Donald Trump a annoncé mardi la suspension de la contribution américaine à l'Organisation mondiale de la santé (OMS), coupable à ses yeux d'avoir commis de nombreuses "erreurs" sur le coronavirus et d'être trop proche de la Chine. La décision américaine a été unanimement condamnée par les dirigeants internationaux.

Malgré l'alerte rouge sanitaire, le président Donald Trump a mis à exécution dans la nuit de mardi à mercredi sa menace de couper les vivres à l'Organisation mondiale de la santé (OMS), l'accusant de "mauvaise gestion" et de "dissimulation" dans cette pandémie partie de Chine fin 2019. "Le monde a reçu plein de fausses informations sur la transmission et la mortalité" du Covid-19, a lancé le Président américain dans un long et violent réquisitoire contre cette agence de l'ONU.

Les Etats-Unis sont le premier contributeur de cette agence sanitaire dont le siège est à Genève. "Aujourd'hui, j'ordonne la suspension du financement de l'Organisation mondiale de la santé pendant qu'une étude est menée pour examiner son rôle dans la mauvaise gestion et la dissimulation de la propagation du coronavirus", a lancé Trump depuis les jardins de la Maison-Blanche. Le Président républicain a évoqué une étude "très approfondie" qui pourrait durer de 60 à 90 jours.

400
millions de dollars
Washington est le premier bailleur de l'OMS avec plus de 400 millions de dollars par an.
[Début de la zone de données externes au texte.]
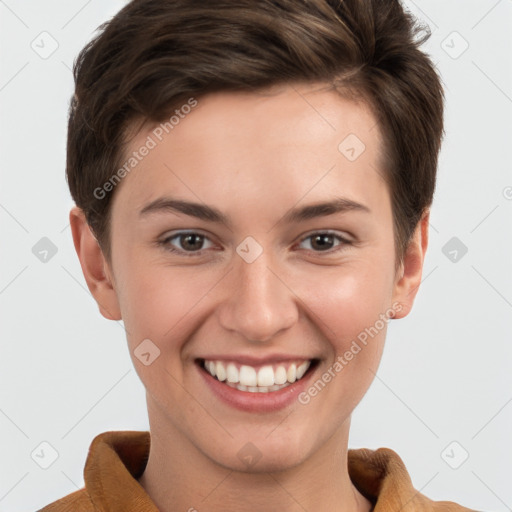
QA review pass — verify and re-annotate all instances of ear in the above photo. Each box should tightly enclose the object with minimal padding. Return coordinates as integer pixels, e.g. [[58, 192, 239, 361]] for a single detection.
[[69, 206, 122, 320], [393, 210, 430, 318]]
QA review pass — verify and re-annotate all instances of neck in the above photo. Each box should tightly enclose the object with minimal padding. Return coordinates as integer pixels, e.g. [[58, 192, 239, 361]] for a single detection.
[[139, 402, 371, 512]]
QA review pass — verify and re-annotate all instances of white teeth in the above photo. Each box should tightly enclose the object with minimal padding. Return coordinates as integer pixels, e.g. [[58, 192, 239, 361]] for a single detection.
[[204, 361, 311, 393], [274, 366, 288, 384], [286, 363, 297, 382], [215, 361, 226, 381], [226, 363, 238, 382], [258, 366, 274, 386], [238, 364, 258, 386]]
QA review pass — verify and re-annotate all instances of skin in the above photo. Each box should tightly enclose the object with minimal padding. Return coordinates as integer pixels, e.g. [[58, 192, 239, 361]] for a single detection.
[[70, 84, 428, 512]]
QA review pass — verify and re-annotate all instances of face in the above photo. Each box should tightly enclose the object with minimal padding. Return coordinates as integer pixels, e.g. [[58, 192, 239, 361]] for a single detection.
[[74, 84, 421, 471]]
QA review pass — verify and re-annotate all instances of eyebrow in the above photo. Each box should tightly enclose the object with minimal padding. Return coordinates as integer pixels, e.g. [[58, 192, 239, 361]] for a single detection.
[[139, 197, 370, 227]]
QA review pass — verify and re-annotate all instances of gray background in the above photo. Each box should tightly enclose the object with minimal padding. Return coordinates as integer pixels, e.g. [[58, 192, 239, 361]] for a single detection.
[[0, 0, 512, 512]]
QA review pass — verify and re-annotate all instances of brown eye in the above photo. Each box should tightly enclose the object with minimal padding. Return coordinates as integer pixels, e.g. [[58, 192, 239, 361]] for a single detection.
[[159, 232, 215, 256], [302, 232, 351, 253]]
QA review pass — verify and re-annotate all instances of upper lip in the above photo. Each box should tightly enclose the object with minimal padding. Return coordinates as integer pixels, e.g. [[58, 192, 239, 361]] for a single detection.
[[197, 354, 318, 366]]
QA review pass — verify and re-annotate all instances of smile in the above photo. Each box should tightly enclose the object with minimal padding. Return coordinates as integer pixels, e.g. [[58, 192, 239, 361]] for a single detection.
[[202, 360, 313, 393]]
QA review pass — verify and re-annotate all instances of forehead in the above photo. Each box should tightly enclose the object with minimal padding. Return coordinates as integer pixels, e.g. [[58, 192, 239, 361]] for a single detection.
[[113, 84, 385, 222]]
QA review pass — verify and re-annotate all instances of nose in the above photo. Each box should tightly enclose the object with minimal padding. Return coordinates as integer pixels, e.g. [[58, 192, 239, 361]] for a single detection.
[[218, 251, 299, 342]]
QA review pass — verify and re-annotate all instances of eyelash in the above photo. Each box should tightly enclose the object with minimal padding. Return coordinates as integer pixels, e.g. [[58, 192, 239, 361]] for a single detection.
[[158, 230, 353, 258]]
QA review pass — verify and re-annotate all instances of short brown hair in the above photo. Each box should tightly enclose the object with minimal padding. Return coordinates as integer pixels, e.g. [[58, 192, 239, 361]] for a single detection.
[[66, 0, 444, 270]]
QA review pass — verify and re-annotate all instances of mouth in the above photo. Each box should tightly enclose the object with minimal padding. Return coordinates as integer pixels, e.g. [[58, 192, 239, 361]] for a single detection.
[[197, 358, 319, 393]]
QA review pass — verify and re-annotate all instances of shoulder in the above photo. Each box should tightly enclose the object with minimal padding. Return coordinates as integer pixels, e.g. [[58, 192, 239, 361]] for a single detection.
[[37, 488, 98, 512]]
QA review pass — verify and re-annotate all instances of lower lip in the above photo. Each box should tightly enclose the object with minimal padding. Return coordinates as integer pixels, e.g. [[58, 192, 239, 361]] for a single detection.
[[198, 364, 315, 412]]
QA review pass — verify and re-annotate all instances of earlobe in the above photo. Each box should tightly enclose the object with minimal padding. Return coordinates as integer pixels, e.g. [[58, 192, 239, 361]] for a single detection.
[[393, 210, 430, 318], [69, 206, 122, 320]]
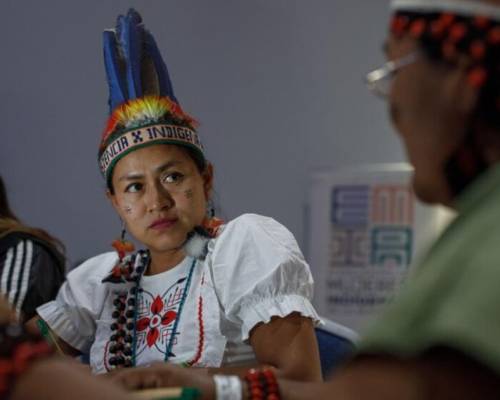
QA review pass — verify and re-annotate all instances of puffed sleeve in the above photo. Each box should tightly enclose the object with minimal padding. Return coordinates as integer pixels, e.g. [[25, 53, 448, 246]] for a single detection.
[[209, 214, 319, 340], [37, 252, 117, 352]]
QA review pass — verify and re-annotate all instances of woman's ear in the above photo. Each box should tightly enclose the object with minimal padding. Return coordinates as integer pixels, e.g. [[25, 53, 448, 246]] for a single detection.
[[202, 162, 214, 200], [443, 56, 479, 117]]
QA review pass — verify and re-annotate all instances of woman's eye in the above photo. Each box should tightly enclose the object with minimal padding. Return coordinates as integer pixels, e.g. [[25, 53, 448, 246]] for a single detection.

Soulignant que les Etats-Unis contribuaient à hauteur de 400 à 500 millions de dollars par an à l'organisation, contre environ 40 millions de dollars "et même moins" pour la Chine, Trump a estimé que son pays avait le "devoir" de réclamer des comptes. "Si l'OMS avait fait son travail et envoyé des experts médicaux en Chine pour étudier objectivement la situation sur le terrain, l'épidémie aurait pu être contenue à sa source avec très peu de morts", a-t-il martelé. "Nous avons eu des problèmes avec eux depuis des années", a-t-il encore dit.

Donald Trump a été particulièrement agacé par les critiques de l'OMS à l'encontre de sa décision, fin janvier, d'interdire l'entrée aux Etats-Unis aux voyageurs en provenance de Chine - une mesure dont le locataire de la Maison-Blanche s'enorgueillit encore, assurant qu'elle a ralenti l'arrivée du virus. Aux yeux de l'OMS, "la Chine a toujours raison", a déploré le Président américain.

Réactions critiques et consternées

La décision américaine a été unanimement condamnée partout dans le monde. Le patron de l'ONU, Antonio Guterres, a vivement critiqué cette initiative, jugeant que ce "n'est pas le moment de réduire le financement" des organisations combattant la pandémie.

Réagissant sur Twitter, le directeur général de l'OMS, Tedros Adhanom Ghebreyesus, a pour sa part indiqué qu'il "n'avait pas de temps à perdre" dans des polémiques. "La seule préoccupation de l'OMS est d'aider tous les peuples à sauver des vies et à mettre fin à la pandémie de Covid-19", a-t-il écrit, sans mentionner explicitement la décision du Président américain.

"La seule préoccupation de l'OMS est d'aider tous les peuples à sauver des vies et à mettre fin à la pandémie de Covid-19."
Tedros Adhanom Ghebreyesus
Directeur de l'OMS

De l'UE à la Chine en passant par l'Union africaine, de nombreux pays et organisations ont également fustigé Washington. "Nous devons travailler en étroite collaboration contre le Covid-19. Un des meilleurs investissements est de renforcer les Nations unies, en particulier l'OMS", a souligné le chef de la diplomatie allemande, Heiko Maas. 

Le chef de la diplomatie de l'UE, Josep Borrell, "regrette profondément" la décision américaine, estimant que les efforts de l'OMS "sont plus nécessaires que jamais pour aider à contenir et à réduire la pandémie".

La Chine a exprimé sa "vive préoccupation", estimant que cette décision allait "affaiblir les capacités de l'OMS et miner la coopération internationale contre l'épidémie". La Russie a dénoncé "l'approche très égoïste" de Washington. Bill Gates, un des principaux bailleurs de fonds privés de l'OMS via sa fondation, a jugé la décision américaine "dangereuse".